Alternatives Considered

  • Running the controller as a short-lived process (daemonless). While this approach would reduce resource consumption when idle, it poses a challenge in responding promptly to kernel cache image validation and updates. Additionally, frequent start-stop cycles can increase latency during critical operations.

  • Keeping all CRDs cluster-scoped. While simpler to manage and deploy, this approach lacks namespace isolation, making it harder to enforce security boundaries between different workloads.

Future Work

  • Add metrics for kernel cache usage: Introduce Kernel metrics from GKM, including per-pod and per-node cache hit/miss ratios, extraction times, and compatibility failures, and Kernel usage.

  • Improve signature validation with additional cosign policy support: Add support for configurable cosign policies such as keyless verification, transparency logs, and support for multiple signers or trusted keys to enhance supply chain security.

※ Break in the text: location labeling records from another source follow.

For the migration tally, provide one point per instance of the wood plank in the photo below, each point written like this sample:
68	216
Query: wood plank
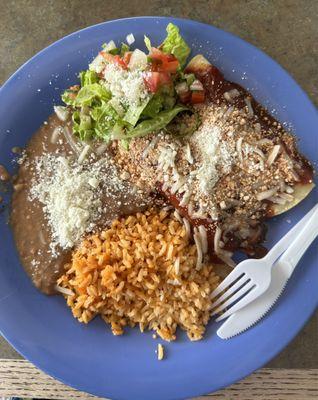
20	378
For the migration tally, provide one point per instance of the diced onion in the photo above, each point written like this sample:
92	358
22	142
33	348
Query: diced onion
61	112
138	60
181	88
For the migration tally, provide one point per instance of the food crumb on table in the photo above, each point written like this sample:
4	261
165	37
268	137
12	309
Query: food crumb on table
160	351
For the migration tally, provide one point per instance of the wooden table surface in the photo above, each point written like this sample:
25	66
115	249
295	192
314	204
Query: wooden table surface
285	29
22	379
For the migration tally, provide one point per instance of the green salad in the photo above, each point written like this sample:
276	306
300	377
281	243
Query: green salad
129	93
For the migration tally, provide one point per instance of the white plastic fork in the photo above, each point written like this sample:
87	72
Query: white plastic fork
252	277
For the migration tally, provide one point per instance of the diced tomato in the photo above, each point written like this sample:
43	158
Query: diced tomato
171	66
198	97
185	97
114	59
108	57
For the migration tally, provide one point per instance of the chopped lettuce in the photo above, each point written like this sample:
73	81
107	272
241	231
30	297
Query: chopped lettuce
133	113
69	97
98	114
154	106
155	124
90	93
82	125
175	44
105	117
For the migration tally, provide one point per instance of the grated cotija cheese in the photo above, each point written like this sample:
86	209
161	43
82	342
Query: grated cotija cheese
214	156
70	195
128	87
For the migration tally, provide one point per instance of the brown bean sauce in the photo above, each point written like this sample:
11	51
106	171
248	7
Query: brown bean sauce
31	231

  • Introduce Just-In-Time (JIT) Kernel Cache Mode: To avoid the overhead and complexity of precompiling and distributing kernel images for every possible GPU and driver combination, GKM will support a JIT Kernel Cache Mode. In this mode:

    • When a pod requiring a kernel cache is scheduled, and no prebuilt cache exists for the specific hardware (GPU model, driver version), GKM will initiate an on-cluster compilation of the necessary kernel.
    • This compilation can be triggered by the pod itself (when the model runs).
    • Once the cache is compiled and tuned for the specific hardware:
      • The GKM Agent will sign the generated cache contents and package the cache using MCV into a compliant OCI container image. It will also sign the container image.
      • The image will be pushed automatically to a configurable container registry (e.g., Quay, Harbor, or any OCI-compliant registry).
      • The GKM Operator will label and register this image in a corresponding GKMCache or ClusterGKMCache CR, including compatibility metadata.
      • Subsequent workloads on similar hardware can reuse the newly created kernel image, avoiding recompilation.

    Benefits:

    • One-time cost per hardware model: Kernel cache compilation is performed once per unique GPU/driver configuration in the cluster.
    • Reduced image sprawl: Only kernel caches actually needed by running workloads are stored and distributed.
    • Faster time-to-first-run: Pods with compatible hardware benefit from prebuilt images automatically in subsequent launches.
    • Scalable optimization: New nodes or GPUs introduced into the cluster will generate their own caches once, then use them persistently.

    Default Mode Behavior:

    This JIT Kernel Cache Mode is expected to be the default operating mode, with an option to disable it for air-gapped or security-sensitive environments where all images must be pre-validated and controlled externally.

    Configuration Considerations:

    • The push location (target registry) will be configurable via GKM ConfigMap or environment variable.
    • Signing policies for JIT-generated images can be enforced using internal cosign keys or keyless signing workflows.
    • An optional retention policy can be configured to garbage-collect unused JIT kernel caches after a specified TTL or number of image versions.